The classic, cynical Washington move at this point would be to note that the Obamas, actually, have been none too shy about deploying their adorable children when it suits their political purposes. "Young, private citizens" don't exactly pose with their parents on the cover of People magazine ("The Obamas at Home. Exclusive Photos!").

Having been none too shy about deploying my adorable children when it suits my journalistic purposes, I'm not going there. The Obamas seem appropriately attentive to how their daughters are dealing with their new celebrity. While hamming it up on stage at the Democratic convention in Denver or being interviewed on "Access Hollywood," the Obama girls appear to be more than capable of handling, even enjoying, the spotlight. Their parents are calibrating the exposure accordingly.

Which gets back to the dolls. I say: Embrace them. It's impossible to read about "Sweet Sasha" and "Marvelous Malia" without being reminded of the famous psychology experiment cited in Brown v. Board of Education.

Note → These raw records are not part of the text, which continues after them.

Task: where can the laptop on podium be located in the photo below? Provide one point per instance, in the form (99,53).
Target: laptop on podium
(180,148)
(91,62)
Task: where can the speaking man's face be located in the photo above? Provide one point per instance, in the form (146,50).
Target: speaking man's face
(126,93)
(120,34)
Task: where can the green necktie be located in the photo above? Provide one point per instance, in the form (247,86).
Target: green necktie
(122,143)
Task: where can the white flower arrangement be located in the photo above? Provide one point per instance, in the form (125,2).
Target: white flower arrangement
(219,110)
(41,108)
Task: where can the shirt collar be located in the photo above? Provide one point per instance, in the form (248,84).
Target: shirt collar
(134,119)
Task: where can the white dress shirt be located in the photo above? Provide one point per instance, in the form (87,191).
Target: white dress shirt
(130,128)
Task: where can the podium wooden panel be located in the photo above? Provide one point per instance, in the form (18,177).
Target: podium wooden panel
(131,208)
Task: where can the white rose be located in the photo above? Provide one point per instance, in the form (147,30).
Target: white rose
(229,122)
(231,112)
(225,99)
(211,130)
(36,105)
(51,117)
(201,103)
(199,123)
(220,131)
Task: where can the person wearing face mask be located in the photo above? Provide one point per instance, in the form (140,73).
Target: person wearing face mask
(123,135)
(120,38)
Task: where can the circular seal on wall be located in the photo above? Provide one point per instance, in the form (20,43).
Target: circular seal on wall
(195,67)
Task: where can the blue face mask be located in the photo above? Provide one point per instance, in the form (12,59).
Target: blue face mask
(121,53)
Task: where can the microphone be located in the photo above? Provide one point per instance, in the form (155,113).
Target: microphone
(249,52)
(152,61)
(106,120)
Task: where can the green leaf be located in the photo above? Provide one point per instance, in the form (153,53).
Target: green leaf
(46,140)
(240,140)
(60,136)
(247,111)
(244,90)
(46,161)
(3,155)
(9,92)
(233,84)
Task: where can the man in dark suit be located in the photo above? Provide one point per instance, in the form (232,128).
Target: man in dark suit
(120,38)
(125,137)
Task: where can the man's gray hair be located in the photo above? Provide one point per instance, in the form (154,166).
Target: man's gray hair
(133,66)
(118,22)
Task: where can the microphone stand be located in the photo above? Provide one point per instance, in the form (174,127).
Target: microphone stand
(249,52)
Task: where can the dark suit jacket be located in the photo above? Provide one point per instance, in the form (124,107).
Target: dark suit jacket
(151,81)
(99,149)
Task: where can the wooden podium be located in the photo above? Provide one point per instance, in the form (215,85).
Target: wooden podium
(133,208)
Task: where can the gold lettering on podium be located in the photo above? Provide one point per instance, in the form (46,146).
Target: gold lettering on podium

Offered dolls of differing skin tones, black children overwhelmingly chose to play with the white doll; they picked the white doll when asked to identify the "nice" doll and selected the brown doll when asked which was the "bad" doll.

"We interpret it to mean that the Negro child accepts as early as six, seven or eight the negative stereotypes about his own group," psychologist Kenneth Clark testified.

When a high school student named Kiri Davis repeated Clark's experiment with 4- and 5-year-olds at a Harlem child-care center for her 2005 documentary, "A Girl Like Me," she found heartbreakingly similar results.

In the video, a little girl in a lavender sweatshirt identifies the "bad" and "nice" dolls. "Why does that look bad?" Davis asks. "Because it's black," the girl replies. "And why do you think that's a nice doll?" "Because she's white."

Then comes the real gut punch. "Can you give me the doll that looks like you?" The girl touches the white doll. Her hand lingers on it for a few seconds. Slowly, she slides the dark-skinned doll across the table.

If anyone understands the debilitating power of these internalized messages, it is the new president. In "Dreams From My Father," Barack Obama describes how, as a child in Indonesia, he ran across a Life magazine story about a ghostly looking black man who had tried to chemically lighten his skin. If the photograph he remembered can't be found, the trauma of the event -- his recognition of "a hidden enemy out there, one that could reach me without anyone's knowledge, not even my own" -- seems all too real.

"I imagine other black children, then and now, undergoing similar moments of revelation," Obama wrote -- and it is no coincidence that one of his examples was "the frustration of not having hair like Barbie no matter how long you tease and comb."

So it may be, as my daughter Julia pronounced, that it is "disgusting" for Ty to try to make money off the Obama girls.

Then again, if hawking "Sweet Sasha" and "Marvelous Malia" encourages children of any hue to want an African American doll, or to admire two African American girls whose father just happens to be president, maybe that's not such a bad trade-off.